Hier, lors de la seconde journée du Salon Djazagro, les observateurs se réjouissaient de la forte présence d’entreprises algériennes, et ce, contrairement aux éditions des années précédentes. Ils sont, en effet, 170 exposants algériens à faire partie des 700 participants venus de 34 pays à cette 16e édition d’un événement inscrit en lettres de tradition à l’agenda annuel de ses organisateurs.

Les opérateurs économiques nationaux sont plus nombreux et plus ambitieux, comme l’on a pu le constater hier dans les allées du Palais des expositions de la Safex où le rendez-vous dédié aux filières de l’agroalimentaire battait son plein. Une ambiance de « made in bladi » tel que souhaitée par le ministre de l’Agriculture Abdelkader Bouazghi, lors de son intervention à l’inauguration de Djazagro 2018, lundi dernier.
Parmi les entreprises algériennes présentes, nous avons retenu le Groupe Bali qui active dans cinq secteurs, entre promotion immobilière, hôtellerie, carrières d’agrégat, production avicole et agroalimentaire. Ce dernier secteur est orienté plutôt vers l’agro-industrie, fait remarquer le P-DG du groupe Ali Bali, vissé sur l’un des fauteuils de son stand de couleur noire et au logo de sa future usine de production de sauces industrielles. Le Groupe Bali a entamé son parcours dans l’agroalimentaire par la production d’œufs au niveau de son complexe avicole de Bouira.

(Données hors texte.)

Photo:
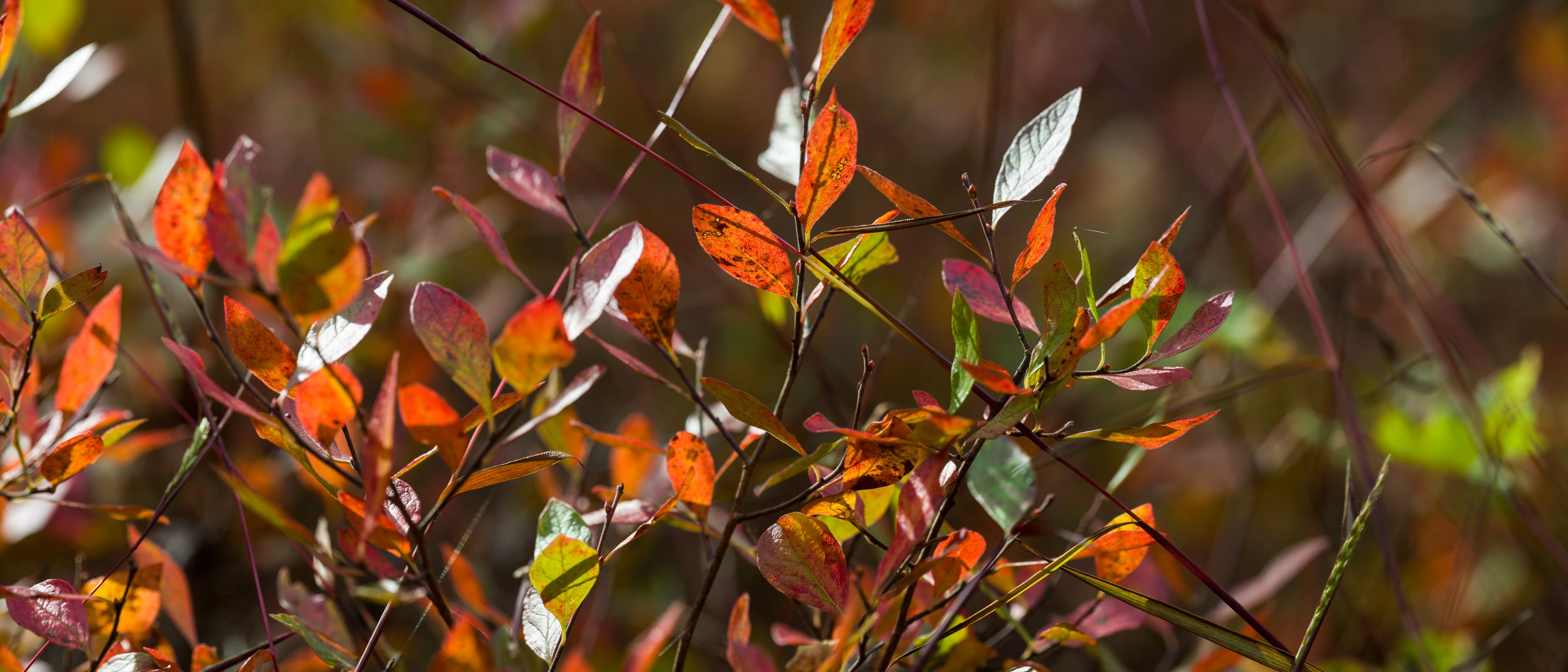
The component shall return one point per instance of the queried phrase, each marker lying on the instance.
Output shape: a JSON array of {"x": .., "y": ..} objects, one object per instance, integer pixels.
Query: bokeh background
[{"x": 388, "y": 109}]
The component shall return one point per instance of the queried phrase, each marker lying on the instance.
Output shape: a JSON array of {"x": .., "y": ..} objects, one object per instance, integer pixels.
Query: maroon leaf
[{"x": 982, "y": 294}]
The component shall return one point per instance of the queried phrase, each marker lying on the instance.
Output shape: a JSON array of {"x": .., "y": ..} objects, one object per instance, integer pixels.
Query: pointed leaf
[
  {"x": 1036, "y": 149},
  {"x": 830, "y": 159},
  {"x": 744, "y": 248},
  {"x": 802, "y": 560}
]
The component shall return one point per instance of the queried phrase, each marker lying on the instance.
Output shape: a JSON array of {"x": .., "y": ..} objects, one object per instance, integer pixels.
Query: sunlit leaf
[
  {"x": 1036, "y": 149},
  {"x": 179, "y": 211},
  {"x": 71, "y": 290},
  {"x": 830, "y": 156},
  {"x": 1148, "y": 436},
  {"x": 800, "y": 558},
  {"x": 748, "y": 409},
  {"x": 582, "y": 84},
  {"x": 744, "y": 248},
  {"x": 455, "y": 337},
  {"x": 256, "y": 347},
  {"x": 648, "y": 295},
  {"x": 91, "y": 356}
]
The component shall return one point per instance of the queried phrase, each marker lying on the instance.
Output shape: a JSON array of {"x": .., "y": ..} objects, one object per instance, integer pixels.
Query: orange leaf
[
  {"x": 648, "y": 295},
  {"x": 432, "y": 422},
  {"x": 178, "y": 215},
  {"x": 1039, "y": 239},
  {"x": 847, "y": 21},
  {"x": 758, "y": 16},
  {"x": 327, "y": 402},
  {"x": 690, "y": 469},
  {"x": 916, "y": 207},
  {"x": 582, "y": 82},
  {"x": 830, "y": 162},
  {"x": 1148, "y": 436},
  {"x": 91, "y": 356},
  {"x": 256, "y": 347},
  {"x": 71, "y": 456},
  {"x": 532, "y": 344},
  {"x": 745, "y": 248}
]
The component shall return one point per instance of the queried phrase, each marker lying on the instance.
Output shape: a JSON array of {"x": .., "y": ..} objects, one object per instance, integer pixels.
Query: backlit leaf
[
  {"x": 1148, "y": 436},
  {"x": 690, "y": 467},
  {"x": 1039, "y": 239},
  {"x": 63, "y": 623},
  {"x": 748, "y": 409},
  {"x": 532, "y": 344},
  {"x": 846, "y": 22},
  {"x": 455, "y": 337},
  {"x": 830, "y": 157},
  {"x": 564, "y": 574},
  {"x": 601, "y": 271},
  {"x": 256, "y": 347},
  {"x": 91, "y": 356},
  {"x": 744, "y": 248},
  {"x": 982, "y": 294},
  {"x": 71, "y": 456},
  {"x": 802, "y": 560},
  {"x": 1036, "y": 149},
  {"x": 1203, "y": 323},
  {"x": 179, "y": 211},
  {"x": 528, "y": 182},
  {"x": 71, "y": 290},
  {"x": 1161, "y": 281},
  {"x": 648, "y": 295},
  {"x": 582, "y": 82},
  {"x": 1002, "y": 481}
]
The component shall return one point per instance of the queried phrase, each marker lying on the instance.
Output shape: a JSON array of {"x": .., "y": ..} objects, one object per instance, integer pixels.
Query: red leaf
[
  {"x": 802, "y": 560},
  {"x": 179, "y": 211},
  {"x": 526, "y": 181},
  {"x": 582, "y": 84},
  {"x": 1145, "y": 380},
  {"x": 91, "y": 356},
  {"x": 916, "y": 207},
  {"x": 1039, "y": 239},
  {"x": 830, "y": 162},
  {"x": 744, "y": 248},
  {"x": 847, "y": 21},
  {"x": 455, "y": 337},
  {"x": 256, "y": 347},
  {"x": 980, "y": 292},
  {"x": 1200, "y": 326},
  {"x": 488, "y": 232},
  {"x": 1148, "y": 436},
  {"x": 648, "y": 295},
  {"x": 532, "y": 344}
]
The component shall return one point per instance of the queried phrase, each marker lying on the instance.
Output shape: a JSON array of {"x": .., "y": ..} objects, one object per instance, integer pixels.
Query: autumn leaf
[
  {"x": 844, "y": 24},
  {"x": 455, "y": 337},
  {"x": 800, "y": 558},
  {"x": 830, "y": 159},
  {"x": 256, "y": 347},
  {"x": 71, "y": 456},
  {"x": 91, "y": 356},
  {"x": 1039, "y": 239},
  {"x": 744, "y": 248},
  {"x": 690, "y": 467},
  {"x": 582, "y": 84},
  {"x": 648, "y": 295},
  {"x": 1148, "y": 436},
  {"x": 179, "y": 211}
]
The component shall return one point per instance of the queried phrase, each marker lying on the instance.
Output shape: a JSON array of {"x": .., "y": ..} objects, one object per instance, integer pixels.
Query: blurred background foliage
[{"x": 388, "y": 109}]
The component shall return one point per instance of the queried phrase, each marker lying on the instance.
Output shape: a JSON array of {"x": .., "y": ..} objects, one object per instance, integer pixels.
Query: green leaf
[
  {"x": 1002, "y": 481},
  {"x": 967, "y": 348},
  {"x": 68, "y": 292},
  {"x": 1247, "y": 648}
]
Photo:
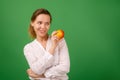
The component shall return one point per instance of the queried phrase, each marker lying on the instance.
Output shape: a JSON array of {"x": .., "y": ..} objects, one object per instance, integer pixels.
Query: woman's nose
[{"x": 43, "y": 26}]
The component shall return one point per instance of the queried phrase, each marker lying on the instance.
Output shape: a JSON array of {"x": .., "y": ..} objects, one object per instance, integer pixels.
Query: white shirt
[{"x": 54, "y": 67}]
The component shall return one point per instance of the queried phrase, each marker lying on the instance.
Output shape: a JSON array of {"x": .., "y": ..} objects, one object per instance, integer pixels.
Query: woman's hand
[
  {"x": 55, "y": 41},
  {"x": 33, "y": 75}
]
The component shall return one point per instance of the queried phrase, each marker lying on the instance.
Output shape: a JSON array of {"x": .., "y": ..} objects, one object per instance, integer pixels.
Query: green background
[{"x": 92, "y": 32}]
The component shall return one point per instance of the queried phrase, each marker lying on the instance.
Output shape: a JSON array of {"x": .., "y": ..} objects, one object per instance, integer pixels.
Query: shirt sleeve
[
  {"x": 38, "y": 66},
  {"x": 64, "y": 63}
]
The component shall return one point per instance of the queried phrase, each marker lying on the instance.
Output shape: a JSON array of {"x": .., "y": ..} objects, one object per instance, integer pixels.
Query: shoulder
[
  {"x": 62, "y": 42},
  {"x": 29, "y": 45}
]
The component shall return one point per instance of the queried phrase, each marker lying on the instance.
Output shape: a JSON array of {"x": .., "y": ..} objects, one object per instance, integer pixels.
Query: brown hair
[{"x": 34, "y": 16}]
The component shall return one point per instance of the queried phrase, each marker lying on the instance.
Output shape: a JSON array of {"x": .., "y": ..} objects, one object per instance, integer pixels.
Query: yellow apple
[{"x": 60, "y": 34}]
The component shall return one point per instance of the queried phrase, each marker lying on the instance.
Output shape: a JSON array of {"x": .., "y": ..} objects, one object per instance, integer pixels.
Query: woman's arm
[
  {"x": 38, "y": 66},
  {"x": 64, "y": 63},
  {"x": 33, "y": 75}
]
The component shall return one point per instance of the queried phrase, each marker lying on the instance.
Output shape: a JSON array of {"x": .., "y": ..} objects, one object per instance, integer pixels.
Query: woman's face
[{"x": 41, "y": 25}]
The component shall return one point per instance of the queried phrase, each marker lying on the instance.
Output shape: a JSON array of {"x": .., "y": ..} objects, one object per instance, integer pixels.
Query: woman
[{"x": 46, "y": 55}]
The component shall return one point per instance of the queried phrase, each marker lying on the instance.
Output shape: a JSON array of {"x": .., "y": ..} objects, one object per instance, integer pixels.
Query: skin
[{"x": 41, "y": 26}]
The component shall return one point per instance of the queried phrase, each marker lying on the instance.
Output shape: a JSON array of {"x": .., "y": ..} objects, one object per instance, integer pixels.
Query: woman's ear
[{"x": 32, "y": 24}]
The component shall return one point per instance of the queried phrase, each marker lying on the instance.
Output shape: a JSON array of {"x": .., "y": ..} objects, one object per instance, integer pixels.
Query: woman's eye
[{"x": 39, "y": 22}]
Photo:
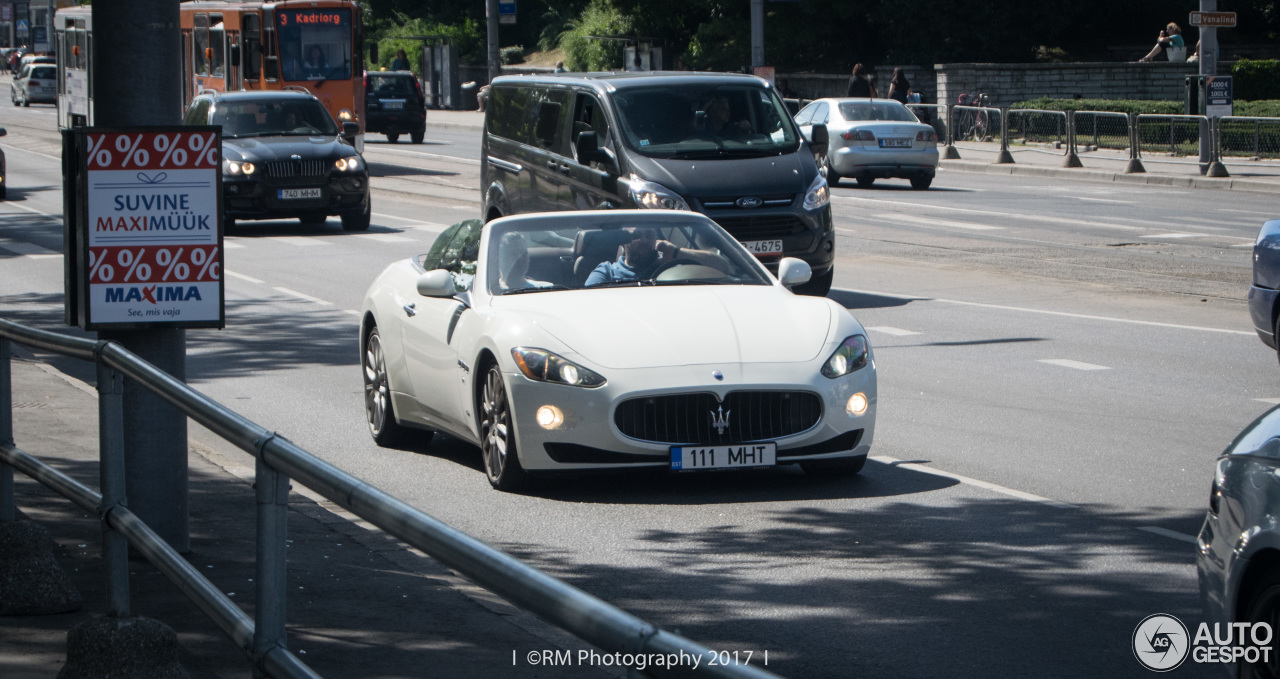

« Actuellement, nous produisons 500 000 œufs par jour à Bouira, et nous détenons 12% du marché national», nous fait savoir M. Bali, ajoutant que l’ambition de son groupe est de hisser à 20% « prochainement » cette part. Au passage, notre interlocuteur insiste sur la « qualité premium » des œufs produits par son entreprise et s’attarde sur la qualité de l’alimentation des poules pondeuses (blé, soja, son) mais aussi sur les analyses vétérinaires bimensuelles des œufs ».
En plus de détenir une bonne part du marché local, le Groupe Bali exporte « 120 000 œufs par jour, soit 30% de la production », nous apprend encore son premier responsable. « Nous avons commencé à exporter au Moyen-Orient après avoir participé, il y a un an, au Salon Gulf food à Dubai », raconte le P-DG du groupe, pendant que ses représentants commerciaux accueillent les nombreux curieux ou potentiels clients dont certains dégustent des préparations accompagnées de produits « Bali ». « Nous sommes les seuls à produire des analyses médicales qui prouvent que nos œufs sont exempts d’antibiotiques. Au Qatar, nos œufs sont labellisés ‘œufs fermiers’ », s’enorgueillit-il pour la circonstance. Concernant l’opération d’exportation, M. Bali dira ne pas avoir connu de difficulté majeure, précisant toutefois que ce ne sont pas tous les opérateurs qui sont dans sa situation parce que, explique-t-il, « ils ne sont pas tous à posséder la structuration requise pour gérer les opérations d’exportation ».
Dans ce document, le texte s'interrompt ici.